Saturday, February 9, 2013


Wall Street in 1850
I know this is an odd word to claim ignorance about. Obviously, we all know something about finance, or at least finances, by necessity. But recently, in hearing some talk about what's going on in financial markets, and trying to think about how this word relates to phrases like personal finance, I started to realize that my associations with "finance" are actually quite vague. In the personal sense, I assume it means something about how you manage the inflow and outflow of money, along with some sort of accounting system.

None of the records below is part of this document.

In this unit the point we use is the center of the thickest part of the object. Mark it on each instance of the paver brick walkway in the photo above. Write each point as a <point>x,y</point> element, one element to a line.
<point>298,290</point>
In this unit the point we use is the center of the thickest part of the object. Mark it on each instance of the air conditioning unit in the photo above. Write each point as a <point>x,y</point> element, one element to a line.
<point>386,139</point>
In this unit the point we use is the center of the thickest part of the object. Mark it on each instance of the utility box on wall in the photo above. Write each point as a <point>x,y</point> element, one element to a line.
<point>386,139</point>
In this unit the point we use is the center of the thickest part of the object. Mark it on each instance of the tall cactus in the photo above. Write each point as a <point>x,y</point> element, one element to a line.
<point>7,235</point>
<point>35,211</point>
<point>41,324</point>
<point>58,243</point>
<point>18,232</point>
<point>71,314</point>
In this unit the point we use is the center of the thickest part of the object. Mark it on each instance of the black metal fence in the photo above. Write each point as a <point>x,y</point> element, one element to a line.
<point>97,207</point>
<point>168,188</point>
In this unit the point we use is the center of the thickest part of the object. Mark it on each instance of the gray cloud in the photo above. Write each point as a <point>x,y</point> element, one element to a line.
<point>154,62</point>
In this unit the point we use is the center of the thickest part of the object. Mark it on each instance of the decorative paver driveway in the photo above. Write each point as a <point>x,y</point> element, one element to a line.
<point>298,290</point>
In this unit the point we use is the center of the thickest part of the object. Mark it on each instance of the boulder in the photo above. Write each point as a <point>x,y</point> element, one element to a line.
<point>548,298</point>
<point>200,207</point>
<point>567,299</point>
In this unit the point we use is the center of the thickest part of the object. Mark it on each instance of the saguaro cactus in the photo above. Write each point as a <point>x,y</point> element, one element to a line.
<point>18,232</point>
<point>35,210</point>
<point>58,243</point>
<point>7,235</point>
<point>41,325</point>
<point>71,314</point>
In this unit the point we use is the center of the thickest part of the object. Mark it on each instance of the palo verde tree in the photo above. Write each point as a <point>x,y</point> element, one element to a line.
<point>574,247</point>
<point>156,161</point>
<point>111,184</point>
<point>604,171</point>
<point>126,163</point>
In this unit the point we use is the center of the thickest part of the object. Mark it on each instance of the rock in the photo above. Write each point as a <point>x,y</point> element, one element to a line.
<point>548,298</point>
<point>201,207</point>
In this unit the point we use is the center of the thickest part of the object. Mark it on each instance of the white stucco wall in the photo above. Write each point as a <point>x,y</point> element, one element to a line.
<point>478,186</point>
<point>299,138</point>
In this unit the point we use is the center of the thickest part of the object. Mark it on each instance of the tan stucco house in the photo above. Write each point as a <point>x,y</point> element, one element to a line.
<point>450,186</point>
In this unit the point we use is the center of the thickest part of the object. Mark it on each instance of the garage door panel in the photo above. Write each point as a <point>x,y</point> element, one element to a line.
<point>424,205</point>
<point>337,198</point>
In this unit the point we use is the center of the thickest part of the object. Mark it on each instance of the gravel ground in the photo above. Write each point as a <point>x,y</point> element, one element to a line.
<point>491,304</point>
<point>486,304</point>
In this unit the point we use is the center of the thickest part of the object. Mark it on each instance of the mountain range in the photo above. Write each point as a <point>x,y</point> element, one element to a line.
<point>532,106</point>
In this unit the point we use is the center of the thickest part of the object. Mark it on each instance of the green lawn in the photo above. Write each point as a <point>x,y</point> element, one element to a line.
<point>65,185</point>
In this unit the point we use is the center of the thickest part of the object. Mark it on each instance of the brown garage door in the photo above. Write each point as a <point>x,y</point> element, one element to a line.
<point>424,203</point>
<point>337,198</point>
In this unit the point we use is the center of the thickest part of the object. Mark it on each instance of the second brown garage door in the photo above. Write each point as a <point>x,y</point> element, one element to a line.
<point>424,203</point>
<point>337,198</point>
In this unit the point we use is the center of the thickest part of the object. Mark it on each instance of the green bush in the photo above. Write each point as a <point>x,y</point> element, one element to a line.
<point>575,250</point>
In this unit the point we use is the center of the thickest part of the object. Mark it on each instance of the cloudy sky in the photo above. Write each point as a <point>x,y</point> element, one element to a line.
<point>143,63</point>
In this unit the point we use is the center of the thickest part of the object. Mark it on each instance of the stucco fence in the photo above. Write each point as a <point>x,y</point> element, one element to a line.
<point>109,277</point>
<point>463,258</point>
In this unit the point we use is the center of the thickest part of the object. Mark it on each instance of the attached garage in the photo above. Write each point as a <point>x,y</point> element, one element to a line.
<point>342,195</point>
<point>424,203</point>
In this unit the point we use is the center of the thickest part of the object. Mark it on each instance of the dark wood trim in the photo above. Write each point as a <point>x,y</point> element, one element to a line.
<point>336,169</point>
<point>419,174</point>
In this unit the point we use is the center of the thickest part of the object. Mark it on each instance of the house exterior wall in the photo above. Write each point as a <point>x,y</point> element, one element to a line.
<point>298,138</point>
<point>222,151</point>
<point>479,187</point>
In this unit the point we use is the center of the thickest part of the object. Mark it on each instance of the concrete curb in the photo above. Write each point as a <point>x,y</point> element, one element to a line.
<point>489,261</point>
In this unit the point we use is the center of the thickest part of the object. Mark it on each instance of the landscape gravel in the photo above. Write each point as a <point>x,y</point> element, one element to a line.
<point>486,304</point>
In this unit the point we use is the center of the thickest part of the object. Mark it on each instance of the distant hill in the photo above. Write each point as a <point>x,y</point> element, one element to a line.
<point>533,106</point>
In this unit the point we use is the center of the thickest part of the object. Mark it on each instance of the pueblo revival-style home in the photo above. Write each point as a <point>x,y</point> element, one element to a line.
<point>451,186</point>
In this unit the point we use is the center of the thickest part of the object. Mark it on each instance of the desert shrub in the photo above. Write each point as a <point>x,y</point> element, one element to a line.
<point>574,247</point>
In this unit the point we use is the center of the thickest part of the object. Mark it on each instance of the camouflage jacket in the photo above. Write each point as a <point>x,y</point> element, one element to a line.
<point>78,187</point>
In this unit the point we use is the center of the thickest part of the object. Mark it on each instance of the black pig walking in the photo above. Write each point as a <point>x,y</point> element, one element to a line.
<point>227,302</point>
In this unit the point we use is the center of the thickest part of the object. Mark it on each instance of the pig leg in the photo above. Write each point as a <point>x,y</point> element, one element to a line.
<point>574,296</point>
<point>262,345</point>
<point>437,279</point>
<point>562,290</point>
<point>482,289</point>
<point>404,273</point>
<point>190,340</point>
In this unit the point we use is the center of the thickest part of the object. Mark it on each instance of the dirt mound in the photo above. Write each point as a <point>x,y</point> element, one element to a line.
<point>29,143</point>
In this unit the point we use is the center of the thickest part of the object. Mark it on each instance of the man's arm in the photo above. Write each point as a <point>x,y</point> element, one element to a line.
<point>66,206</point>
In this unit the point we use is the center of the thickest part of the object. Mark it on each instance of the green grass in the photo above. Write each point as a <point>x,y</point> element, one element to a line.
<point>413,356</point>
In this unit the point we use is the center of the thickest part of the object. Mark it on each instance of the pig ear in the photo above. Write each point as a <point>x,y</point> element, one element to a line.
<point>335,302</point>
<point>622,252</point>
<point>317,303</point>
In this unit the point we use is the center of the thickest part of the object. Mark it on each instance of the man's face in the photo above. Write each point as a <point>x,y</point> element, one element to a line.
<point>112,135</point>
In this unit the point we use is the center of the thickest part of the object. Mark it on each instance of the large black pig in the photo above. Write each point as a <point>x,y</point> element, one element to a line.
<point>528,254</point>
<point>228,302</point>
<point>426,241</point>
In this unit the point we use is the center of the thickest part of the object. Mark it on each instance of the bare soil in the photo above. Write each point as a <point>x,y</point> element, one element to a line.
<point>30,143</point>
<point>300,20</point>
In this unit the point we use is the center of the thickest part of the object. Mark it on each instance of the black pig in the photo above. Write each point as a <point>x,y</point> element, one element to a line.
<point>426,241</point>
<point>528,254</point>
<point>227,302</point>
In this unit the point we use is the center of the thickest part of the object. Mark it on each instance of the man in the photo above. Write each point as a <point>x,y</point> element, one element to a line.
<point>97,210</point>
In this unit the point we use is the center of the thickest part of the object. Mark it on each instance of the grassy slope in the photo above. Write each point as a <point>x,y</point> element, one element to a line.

But in the larger sense, I also see the possibility that it has something to do with how we pay for things--how we fund projects when we don't upfront have the means to do it.

Is any of this accurate, and does the word mean more in addition to this?

I'm going to guess that the word comes to us from French, but beyond that, I really have no idea about its roots.


Well, I'm at least on track with my sense of finance in modern day parlance. I didn't quite get to the idea that finance is also an area of study--according to Wikipedia, that of how investors allocate assets over time under conditions of both certainty and uncertainty. The article goes on to say that a key aspect of this is the "time value of money", which states that a unit of currency is worth more today than it will be tomorrow. Hmm. I sense myself traipsing along the edge of deeper research than I am ready or willing to get into here, so let's move on to the etymological aspects.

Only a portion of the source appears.